——试论刘姥姥在《红楼梦》中起的作用
摘要:以小见大自是文人写作惯用的手法,曹雪芹写《红楼梦》也不例外,刘姥姥看似一个不起眼的地位低微的庄稼人,而曹雪芹却安排了她三进荣国府,在贾家不同的状况时出现,成为一条隐藏的伏线,见证贾家的兴衰,可谓“旁观者清”,刘姥姥在这部小说中实是扮演了一个旁观者的身份。同时,与贾府地位完全不匹配的刘姥姥的出场对塑造人物形象所起的侧面烘托作用也是不可小觑的。
关键词:刘姥姥;贾府兴衰;侧面描写;塑造人物
正文:
刘姥姥人物形象的塑造是蕴含了许多深意的,无论是对情节的发展与连贯,或是对其他人物的描写都有一定的作用性。对一个人物加以深入的解析,才能更深一层的体认到这个人物在小说里的意义与地位, 曹雪芹之所以设计刘姥姥这个人物,无非是想拉远其小说中叙述的距离,以便在贾府之外建立一个旁观的据点,以便完成其“眼看他起朱楼,眼看他宴宾客,眼看他楼塌了”的作用性使命,曹雪芹藉由刘姥姥一角,充分地见证了贾府由盛而衰的演变过程。
一、由刘姥姥三进荣国府看贾府兴衰
刘姥姥一进荣国府时,耳闻目赌,“刘姥姥带了板儿,进城至宁荣街来。到了荣府大门石狮子旁边,只见满门口的轿马。”这是作者藉刘姥姥之眼,由外部对贾府所做的观察,而整部《红楼梦》中,也只有刘姥姥有此一内、外兼具的观察作用。荣府表面上是一派荣华繁盛的景象,由此“一进”便正式揭开了《红楼梦》故事的“正传”,便开始了对现实生活深刻的描写与对封建末期社会的解剖。
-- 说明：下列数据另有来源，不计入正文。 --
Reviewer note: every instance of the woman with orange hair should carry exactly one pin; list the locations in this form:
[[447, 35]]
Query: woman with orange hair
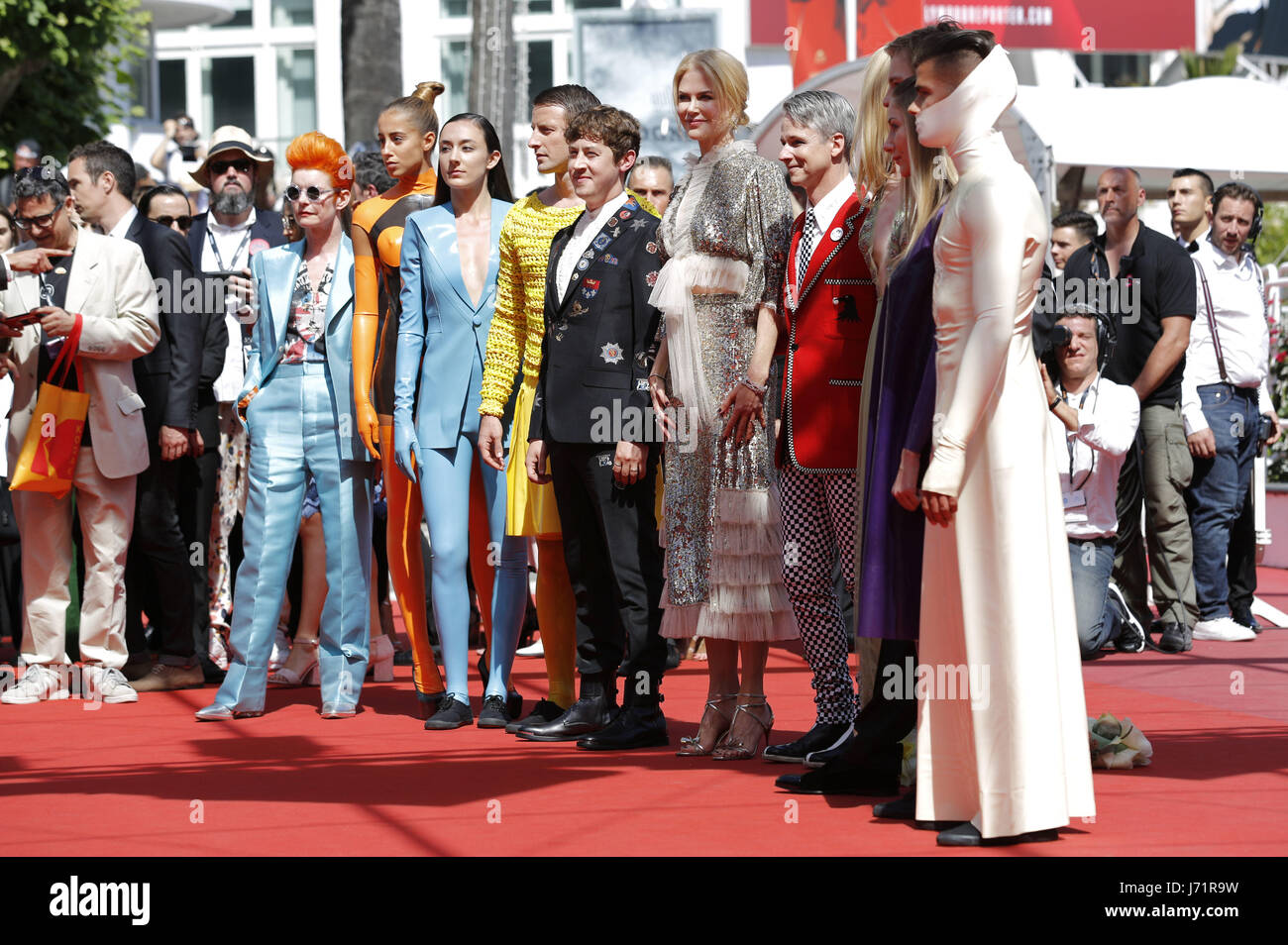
[[297, 407]]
如果说刘姥姥一进荣国府只是作为整部《红楼梦》故事的开端的话,那么其二进荣国府,则深入到贾府的许多角落,引出了贾府食、衣、住、行、玩等各个层面。刘姥姥二进荣国府是从第三十九回开始。这次刘姥姥所接触的人物之多,所见的场面之广,感受惊探之深,都胜过了第一次。角色也由“王家”的“亲戚”,转变成为了贾母的坐上宾,出席了贾府丰盛的家宴,浏览了“比画儿还强十倍”的大观园。第三十九回中借刘姥姥之口说:“这样螃蟹,今年就值五分一斤。十斤五钱,五五二两五,三五一十五,再搭上酒菜,一共倒有二十多两银子。阿弥陀佛!这一顿的钱够我们庄家人过一年了。”又四十回中写:单拿一双老年四楞象牙镶金的筷子与刘姥姥。刘姥姥见了,说道:“这叉巴子比俺那裏铁掀还沉,那裏拿的动他。”……也照样换上一双乌木镶银的。刘姥姥道:“去了金的,又是银的,到底不及俺们那个伏手。” 刘姥姥也觑著眼看个不了,念佛说道:“我们想他作衣裳也不能,拿著糊窗子,岂不可惜?”作者透过刘姥姥的观察、体验、评论,进一步的表现了贾府主子们的享乐与奢侈,既写出了贾府鲜花着锦之盛,又伏下了其后的文笔。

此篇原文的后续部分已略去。